The film that made enfant terrible Aleksey Balabanov’s name, Brother was a domestic smash hit. Almost single-handedly igniting the notion of a homegrown genre cinema, this morally ambiguous gangster movie with a killer soundtrack embodies the mercenary dog-eat-dog spirit of Russia’s “Wild Nineties.”

Review: Mubi

Brother 2

Capturing the head-on collision of Russian and American values at the start of a new century, this superlative sequel wryly tackles questions of personal agency and bravado.

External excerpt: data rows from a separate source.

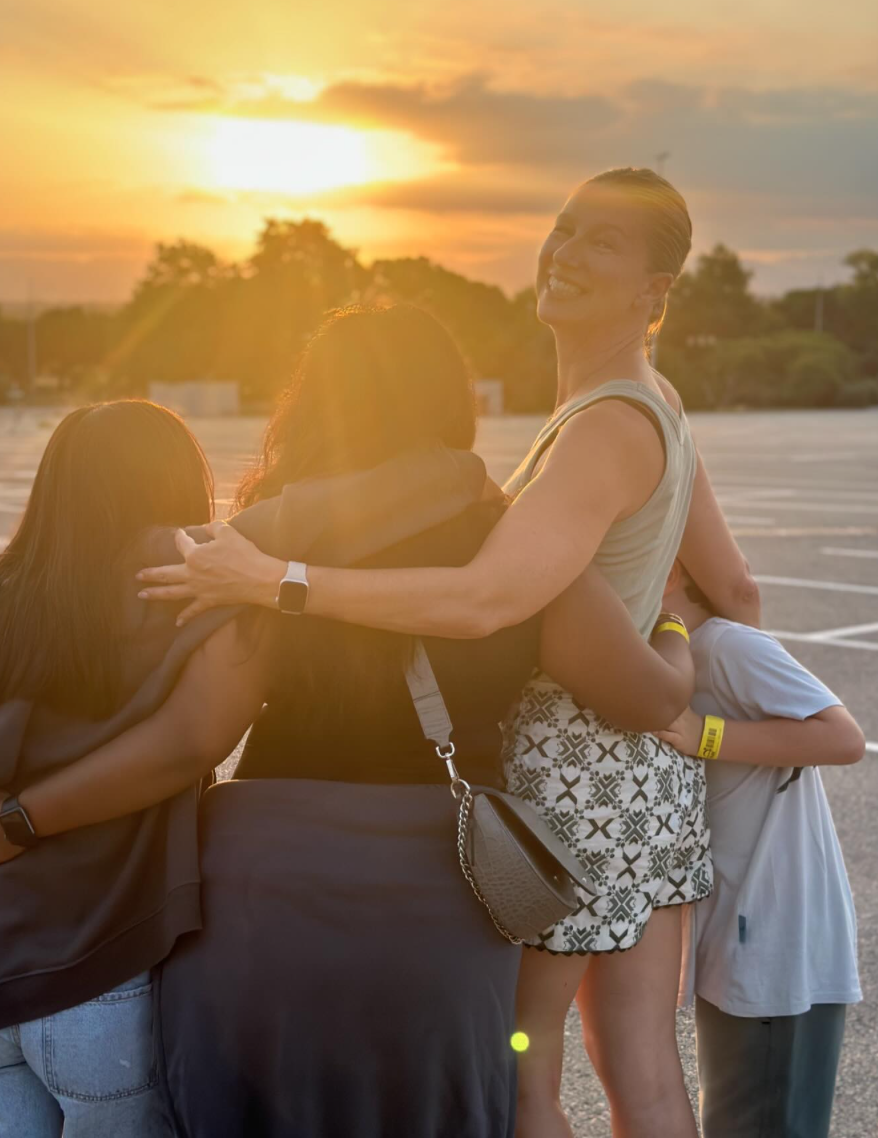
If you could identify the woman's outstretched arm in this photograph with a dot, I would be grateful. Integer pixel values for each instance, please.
(604, 466)
(589, 646)
(713, 559)
(218, 695)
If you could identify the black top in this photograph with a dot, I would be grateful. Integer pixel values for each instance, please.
(91, 908)
(340, 708)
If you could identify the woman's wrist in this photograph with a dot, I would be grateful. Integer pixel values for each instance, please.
(267, 574)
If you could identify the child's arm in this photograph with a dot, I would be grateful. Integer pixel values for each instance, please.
(830, 737)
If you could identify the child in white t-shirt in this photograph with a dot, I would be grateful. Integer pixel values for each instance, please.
(772, 955)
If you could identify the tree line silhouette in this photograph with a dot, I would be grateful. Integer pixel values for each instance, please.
(195, 316)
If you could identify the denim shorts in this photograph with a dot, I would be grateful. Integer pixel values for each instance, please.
(89, 1071)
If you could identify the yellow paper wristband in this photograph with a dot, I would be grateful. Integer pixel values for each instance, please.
(672, 626)
(711, 737)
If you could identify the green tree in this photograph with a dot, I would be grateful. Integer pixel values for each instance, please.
(170, 330)
(713, 301)
(297, 274)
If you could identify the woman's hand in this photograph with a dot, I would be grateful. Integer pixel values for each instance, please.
(225, 570)
(685, 733)
(7, 850)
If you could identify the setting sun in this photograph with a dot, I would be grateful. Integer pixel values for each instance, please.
(296, 157)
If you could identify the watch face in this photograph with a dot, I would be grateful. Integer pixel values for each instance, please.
(291, 596)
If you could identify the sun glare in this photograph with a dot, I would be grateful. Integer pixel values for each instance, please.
(287, 157)
(293, 157)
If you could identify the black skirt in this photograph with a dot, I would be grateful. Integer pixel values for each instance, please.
(347, 983)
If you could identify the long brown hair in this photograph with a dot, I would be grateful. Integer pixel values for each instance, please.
(371, 384)
(108, 472)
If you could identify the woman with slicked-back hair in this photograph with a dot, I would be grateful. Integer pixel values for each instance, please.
(612, 485)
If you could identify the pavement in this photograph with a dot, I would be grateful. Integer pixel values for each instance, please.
(801, 493)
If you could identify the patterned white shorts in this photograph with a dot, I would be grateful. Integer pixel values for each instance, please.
(630, 807)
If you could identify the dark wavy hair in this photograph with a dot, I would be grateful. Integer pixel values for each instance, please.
(108, 472)
(371, 384)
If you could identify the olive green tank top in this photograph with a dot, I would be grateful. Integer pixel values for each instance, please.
(636, 553)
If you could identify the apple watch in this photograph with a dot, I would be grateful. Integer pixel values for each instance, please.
(292, 592)
(16, 824)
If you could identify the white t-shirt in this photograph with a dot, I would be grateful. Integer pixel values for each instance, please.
(779, 932)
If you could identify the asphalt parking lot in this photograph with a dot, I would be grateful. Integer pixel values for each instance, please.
(801, 493)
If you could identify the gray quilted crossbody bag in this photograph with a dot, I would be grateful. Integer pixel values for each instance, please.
(520, 871)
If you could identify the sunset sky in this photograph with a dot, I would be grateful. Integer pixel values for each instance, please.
(448, 129)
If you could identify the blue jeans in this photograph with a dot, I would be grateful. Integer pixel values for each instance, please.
(88, 1072)
(771, 1078)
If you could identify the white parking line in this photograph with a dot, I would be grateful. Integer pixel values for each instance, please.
(833, 586)
(833, 552)
(850, 631)
(809, 638)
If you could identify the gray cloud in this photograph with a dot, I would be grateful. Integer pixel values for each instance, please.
(810, 141)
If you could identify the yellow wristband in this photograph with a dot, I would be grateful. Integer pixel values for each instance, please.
(711, 737)
(672, 626)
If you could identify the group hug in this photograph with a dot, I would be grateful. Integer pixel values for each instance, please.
(438, 675)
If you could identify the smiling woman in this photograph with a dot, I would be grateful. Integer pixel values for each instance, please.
(296, 157)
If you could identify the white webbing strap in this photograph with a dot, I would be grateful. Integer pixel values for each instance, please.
(436, 723)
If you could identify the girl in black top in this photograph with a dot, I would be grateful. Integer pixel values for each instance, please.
(347, 982)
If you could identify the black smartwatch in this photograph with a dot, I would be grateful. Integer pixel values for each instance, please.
(292, 593)
(16, 825)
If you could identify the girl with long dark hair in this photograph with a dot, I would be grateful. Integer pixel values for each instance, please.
(83, 920)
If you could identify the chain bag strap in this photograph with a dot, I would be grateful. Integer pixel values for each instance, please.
(514, 864)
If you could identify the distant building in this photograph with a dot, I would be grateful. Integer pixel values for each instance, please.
(198, 398)
(489, 396)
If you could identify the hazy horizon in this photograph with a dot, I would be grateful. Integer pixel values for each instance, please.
(446, 130)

Interrogating stereotype with Aleksey Balabanov’s savage wit, Brother 2 subversively needles the notion of national identity.

Review: Mubi

The girl with the Dragon Tatoo

The Girl with the Dragon Tattoo (based on a book of the same name) features a rare and refreshing portrayal of hacking: the main computer genius, Lisbeth Salander, uses a very ordinary-looking Mac. She combines social engineering, phishing and more sophisticated break-in techniques to extract information from targets. Hackers in films tend to have comically, over-the-top computer setups that resemble complex battle stations, whereas in the real world the best hackers can use mainstream devices.

Review: Skyscape

First cow

First Cow is not just a masterpiece on the subtlety of direction. The razor-sharp editing (by Reichardt herself) connects seemingly far-flung spaces and time periods with fine precision. Present-day Oregon and its 19th-century counterpart, with social interactions and burgeoning businesses, cohabit harmoniously.

Review: Firstpost

The Sacrifice

"The Sacrifice" is not the sort of movie most people will choose to see, but those with the imagination to risk it may find it rewarding. Everything depends on the ability to empathize with the man in the movie, and Tarkovsky refuses to reach out with narrative tricks in order to involve us. Some movies work their magic in the minds of the audience; this one stays resolutely on the screen, going about its urgent business and leaving us free to participate only if we want to.